GPCRs are the body’s “signal sensors,” detecting extracellular changes and relaying messages into the cells. About 40% of drugs target these sensors to treat diseases conditions by modulating their activity. GPR4 and GPR65 are unique GPCRs that act as “acid sensors,” detecting pH changes to maintain acid-base balance, regulate immune responses, and influence tumor growth. Until now, how these sensors “switch on” in acidic environments remained a mystery, hindering drug development.
The team discovered that GPR4 and GPR65 use histidine residues (amino acid “probes”) and carboxylic acid residues (acidic chemical groups) to sense acidity. These probes act like “smart switches,” activating in acidic conditions to trigger cellular signals. The study captured a “stepwise activation” process: in mildly acidic conditions, some probes turn on, partly opening the signal pathway; in stronger acidity, the extracellular loop 2 (ECL2), an “antenna-like” structure, shifts from a “flat” to an “upright” β-sheet conformation, fully opening the signal pathway. Excitingly, a molecule called NE52-QQ57 can “lock” GPR4, preventing it from working, offering a precise target for designing selective drugs.

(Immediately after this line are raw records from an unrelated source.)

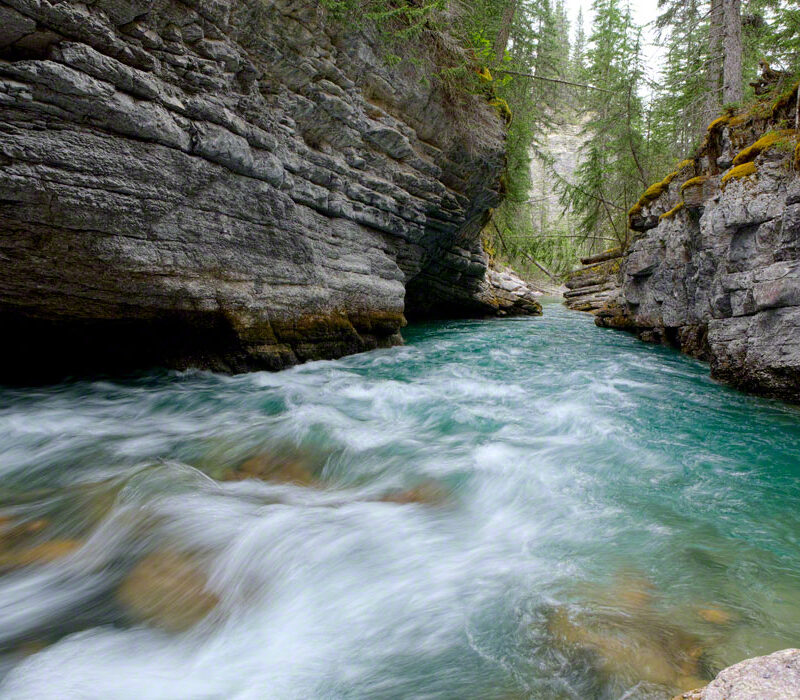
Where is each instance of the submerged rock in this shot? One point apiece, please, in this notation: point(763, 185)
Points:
point(628, 637)
point(714, 265)
point(273, 467)
point(428, 493)
point(715, 616)
point(167, 589)
point(772, 677)
point(42, 553)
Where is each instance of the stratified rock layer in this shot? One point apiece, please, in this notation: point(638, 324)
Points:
point(226, 184)
point(715, 269)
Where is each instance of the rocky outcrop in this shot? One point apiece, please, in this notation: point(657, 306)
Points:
point(715, 267)
point(226, 184)
point(772, 677)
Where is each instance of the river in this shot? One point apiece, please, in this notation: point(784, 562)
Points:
point(517, 508)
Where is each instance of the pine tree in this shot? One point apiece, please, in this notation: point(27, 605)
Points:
point(612, 171)
point(732, 46)
point(578, 69)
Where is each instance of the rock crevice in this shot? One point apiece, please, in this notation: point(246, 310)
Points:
point(230, 185)
point(715, 266)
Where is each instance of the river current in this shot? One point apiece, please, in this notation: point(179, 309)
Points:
point(505, 509)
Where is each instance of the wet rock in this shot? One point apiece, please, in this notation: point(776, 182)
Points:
point(715, 616)
point(772, 677)
point(628, 636)
point(42, 553)
point(169, 590)
point(429, 493)
point(273, 467)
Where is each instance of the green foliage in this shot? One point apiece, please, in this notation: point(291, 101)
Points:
point(611, 172)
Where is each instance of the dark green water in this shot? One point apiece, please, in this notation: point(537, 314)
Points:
point(612, 524)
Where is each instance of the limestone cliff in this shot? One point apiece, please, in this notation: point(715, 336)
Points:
point(715, 268)
point(227, 184)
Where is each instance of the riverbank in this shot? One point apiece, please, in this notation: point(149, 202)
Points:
point(506, 508)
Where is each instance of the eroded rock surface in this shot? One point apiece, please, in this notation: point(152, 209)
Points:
point(715, 268)
point(226, 184)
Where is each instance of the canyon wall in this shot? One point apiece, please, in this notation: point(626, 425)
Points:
point(714, 267)
point(230, 185)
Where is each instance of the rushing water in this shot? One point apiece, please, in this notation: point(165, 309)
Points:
point(523, 508)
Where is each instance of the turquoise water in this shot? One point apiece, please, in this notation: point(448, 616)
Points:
point(599, 519)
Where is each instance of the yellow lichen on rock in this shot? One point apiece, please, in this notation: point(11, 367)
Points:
point(785, 100)
point(740, 171)
point(693, 182)
point(763, 144)
point(669, 214)
point(718, 122)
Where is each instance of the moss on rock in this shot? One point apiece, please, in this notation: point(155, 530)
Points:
point(669, 214)
point(693, 182)
point(738, 172)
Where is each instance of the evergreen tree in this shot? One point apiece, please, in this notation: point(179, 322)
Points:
point(611, 175)
point(578, 68)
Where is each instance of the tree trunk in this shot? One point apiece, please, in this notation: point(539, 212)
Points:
point(732, 68)
point(714, 75)
point(505, 29)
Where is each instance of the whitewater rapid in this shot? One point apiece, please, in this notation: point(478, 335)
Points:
point(584, 481)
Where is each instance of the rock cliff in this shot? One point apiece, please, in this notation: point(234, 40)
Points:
point(231, 185)
point(715, 267)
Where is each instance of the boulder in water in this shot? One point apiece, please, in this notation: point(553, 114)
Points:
point(772, 677)
point(167, 589)
point(428, 493)
point(269, 467)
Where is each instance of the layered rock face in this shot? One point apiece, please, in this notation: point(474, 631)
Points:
point(226, 184)
point(715, 268)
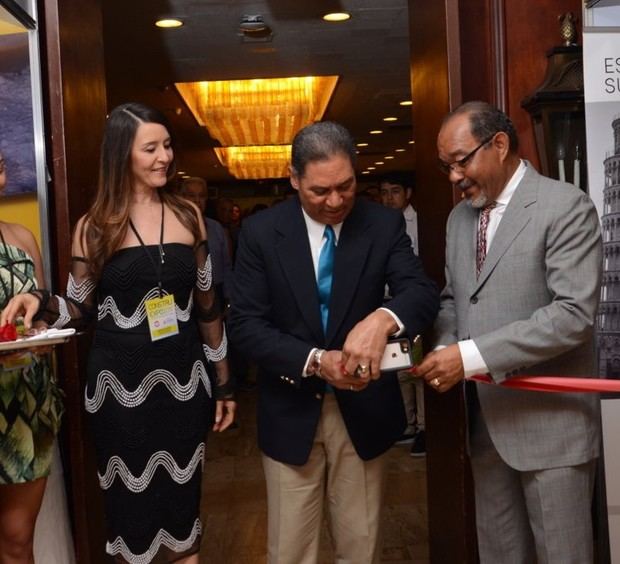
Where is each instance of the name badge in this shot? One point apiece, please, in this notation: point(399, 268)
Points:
point(162, 317)
point(16, 361)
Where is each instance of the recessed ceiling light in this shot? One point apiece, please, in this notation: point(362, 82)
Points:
point(169, 22)
point(337, 17)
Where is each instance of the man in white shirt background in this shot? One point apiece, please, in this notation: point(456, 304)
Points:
point(396, 192)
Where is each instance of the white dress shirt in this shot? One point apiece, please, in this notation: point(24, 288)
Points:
point(473, 363)
point(411, 226)
point(316, 238)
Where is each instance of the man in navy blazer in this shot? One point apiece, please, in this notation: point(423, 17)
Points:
point(326, 413)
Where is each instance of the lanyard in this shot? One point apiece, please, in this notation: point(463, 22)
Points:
point(158, 266)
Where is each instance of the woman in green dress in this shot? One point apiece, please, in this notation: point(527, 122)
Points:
point(30, 406)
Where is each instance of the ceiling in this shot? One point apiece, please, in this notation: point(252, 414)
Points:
point(370, 53)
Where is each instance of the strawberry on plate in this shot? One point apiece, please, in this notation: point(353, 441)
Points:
point(8, 332)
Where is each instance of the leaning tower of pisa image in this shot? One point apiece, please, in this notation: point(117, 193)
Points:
point(609, 311)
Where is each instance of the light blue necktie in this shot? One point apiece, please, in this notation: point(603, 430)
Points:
point(325, 273)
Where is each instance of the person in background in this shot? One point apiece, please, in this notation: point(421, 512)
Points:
point(141, 269)
point(307, 308)
point(396, 191)
point(31, 404)
point(195, 190)
point(523, 277)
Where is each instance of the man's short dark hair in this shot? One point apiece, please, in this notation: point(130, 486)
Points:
point(320, 141)
point(485, 120)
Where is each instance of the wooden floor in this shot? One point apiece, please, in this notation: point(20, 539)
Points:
point(234, 504)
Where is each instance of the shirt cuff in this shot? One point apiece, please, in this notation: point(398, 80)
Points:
point(473, 363)
point(401, 327)
point(304, 373)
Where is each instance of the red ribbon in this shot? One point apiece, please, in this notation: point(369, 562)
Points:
point(555, 383)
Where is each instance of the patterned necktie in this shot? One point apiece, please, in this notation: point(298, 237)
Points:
point(481, 242)
point(325, 272)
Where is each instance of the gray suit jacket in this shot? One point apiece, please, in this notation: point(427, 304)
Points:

Molecular mechanism for the activation of GPR4 and GPR65
Using single-particle cryo-electron microscopy (cryo-EM) method, the team captured high-resolution “3D snapshots” of GPR4 and GPR65 at pH levels from 6.0 to 8.0, showing how they interact with G proteins (Gs, Gq, G13). Cell-based experiments confirmed their function, while molecular dynamic simulations analyzed how molecules interact, like watching them “shake hands” to pass signals.
This study maps how “acid sensors” work, shedding light on immunity and cancer mechanisms. By revealing the stepwise activation of GPR4 and GPR65 and identifying NE52-QQ57’s unique binding site, it lays the foundation for designing precise drugs that can “switch” these sensors on or off. Such drugs show potentials for treatments of inflammation, cancer, and other pH-related diseases.
Yue Xiaolei, a 2023 PhD student from iHuman Institute and the School of Life Science and Technology, and 2022 PhD students Peng Li and Liu Shenhui are the co-first authors. Prof. Liu Zhi-Jie, Prof. Hua Tian, Research Associate Professor Wu Lijie at iHuman Institute, and Professor Xu Huji from Shanghai Changzheng Hospital are the co-corresponding authors. ShanghaiTech is the first affiliation.